The clinical trial was a study of three chemotherapy drugs – Adriamycin, Cytoxan, and Taxol – given at standard and higher than standard doses. Physician researchers at Karmanos were trying to determine exactly how much patients would benefit from the addition of Taxol and what side effects they would experience.
Cassandra recognized the potential benefits of participating in a clinical trial – benefits that went beyond her personal fight against cancer. The trial ended up identifying that the addition of Taxol to standard chemotherapy was advantageous and has since become the standard of care in the United States.
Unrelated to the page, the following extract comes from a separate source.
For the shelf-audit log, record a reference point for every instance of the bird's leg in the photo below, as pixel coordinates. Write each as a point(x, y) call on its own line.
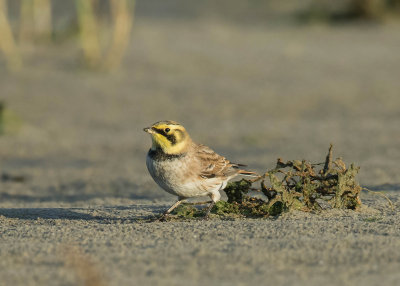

“Most people who participate in a clinical trial know there may or may not be an additional benefit to them compared with standard therapy, but they understand that the trial will help answer important questions for patients in the future,” Dr. Flaherty says. “All of the care that’s available today is the result of patients participating in clinical trials. For some patients, taking part in a trial is a nice way to pay back the people who participated in trials in the past and to help the next generation of cancer patients.”
As part of the clinical trial, Cassandra needed to take a special medication after her chemotherapy to prevent side effects. One day when she forgot her medication at the Institute, she learned how caring her physicians and nurses were.
“A woman from Karmanos called me and said I’d forgotten my medication. I was ready to send someone back over there to get it, but then she told me that she lived near me and she’d drop it off on her way home,” she says. “I was just amazed at that.”
Cassandra never experienced serious side effects and the aggressive treatment worked. Ten years later, Cassandra, 55, is cancer free and healthy.
Today, she provides support to other women who are “walking with breast cancer.” In 2001, Cassandra and a few other women established the Greater Metro Detroit Chapter of the Sisters Network, a national support group for African-American women with breast cancer.
“African Americans have a tremendously high mortality rate when it comes to cancer,” she says. “There are a lot of myths and misperceptions about cancer in the African-American community. But you don’t have to die when you have cancer. You can live.”
Cassandra says she’s impressed with Karmanos Cancer Institute’s awareness of those myths and the Institute’s understanding of the role spirituality plays in healing – especially in the African-American community. But she’d recommend Karmanos Cancer Institute to anyone with cancer, African-American or not.
“It’s simple: I recommend Karmanos because they focus on cancer,” she says. “You don’t go to Karmanos for high blood pressure. You don’t go there for diabetes. You don’t go there for arthritis. You go to Karmanos because everyone there is focused on the treatment of cancer and nothing else.”